Running through sand is a great way to strengthen your feet, ankles and other stabilizing tendons and ligaments. If you have a race coming up with significant sections of sand, be prepared. Sand is rough on tendons who go in without experience and if the sand trap is early in the race, you could be in a world of hurt.

The other issue with sand is that it gets into your shoes and your socks. I’ve dumped sandboxes out of my shoes when running in southern Utah. A toe box full of sand not only cramps your feet, but it causes blisters and weighs you down. You have two options; keep it out or get it out.

The most effective option is to go barefoot. However, this comes with it’s own set of risks, such as cutting or burning your feet. If you’re choosing this option make sure you’re feet are strong enough for barefoot running and that your Achilles tendon is in good shape. Shoes limit the amount the Achilles stretches, so if you wear shoes all the time and then suddenly run barefoot, you’re likely to strain or tear your Achilles. Slowly build up to the distance you’ll be running barefoot.
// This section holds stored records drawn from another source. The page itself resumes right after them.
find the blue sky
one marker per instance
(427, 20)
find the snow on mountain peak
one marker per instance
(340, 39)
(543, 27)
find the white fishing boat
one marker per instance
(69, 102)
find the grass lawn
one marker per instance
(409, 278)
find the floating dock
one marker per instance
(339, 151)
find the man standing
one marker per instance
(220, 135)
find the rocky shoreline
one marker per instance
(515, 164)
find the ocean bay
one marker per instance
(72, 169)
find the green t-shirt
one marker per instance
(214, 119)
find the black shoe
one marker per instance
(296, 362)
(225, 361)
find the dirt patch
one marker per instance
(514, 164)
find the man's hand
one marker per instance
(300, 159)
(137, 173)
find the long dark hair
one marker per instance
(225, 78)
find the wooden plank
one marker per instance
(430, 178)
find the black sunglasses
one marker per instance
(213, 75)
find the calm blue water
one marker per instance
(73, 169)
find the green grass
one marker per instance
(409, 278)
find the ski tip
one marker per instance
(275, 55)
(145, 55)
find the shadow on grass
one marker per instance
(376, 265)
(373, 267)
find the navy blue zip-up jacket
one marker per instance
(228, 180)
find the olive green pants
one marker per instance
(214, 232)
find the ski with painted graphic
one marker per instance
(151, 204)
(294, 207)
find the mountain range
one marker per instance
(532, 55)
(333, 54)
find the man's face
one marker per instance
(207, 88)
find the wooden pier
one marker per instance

To keep sand out of your shoes you can put your feet in plastic grocery sacks or bread bags before putting them in your shoes. This will keep the sand off your feet and out of your socks. You can also put it over your entire shoe, but it may just rip or cause your shoe to slip.

Getting it out of your shoe is a challenge, as anyone knows who has played on the beach and gone home. You will find sand in your car and every where in your house for at least a week.  You’re unlikely to be able to get all of the sand out. Dump your shoe and beat it on a rock or the ground. Same thing with your socks. Best if you can pack extra socks and just pull those on. This will require a lot of socks if you have repeated sand sections. With your socks and shoes off, wash your feet.

Running barefoot in sand is an excellent way to reduce your calluses, but a race is not the time to take sandpaper to your feet, so make sure you get between each toe. If, later in the race, you feel sand in your shoe, you’re better off taking the time to clean out your shoe than developing a blister(s).

When you begin training on sand, run on the wet stuff first. It’s more firm and wont tax your stabilizing tendons and muscles as much, thus giving them time to adjust to the increased load. Running on sand takes more propulsion which translates into a slower pace.

Chose a pair of shoes that are dedicated to sand running and don’t take them in the house!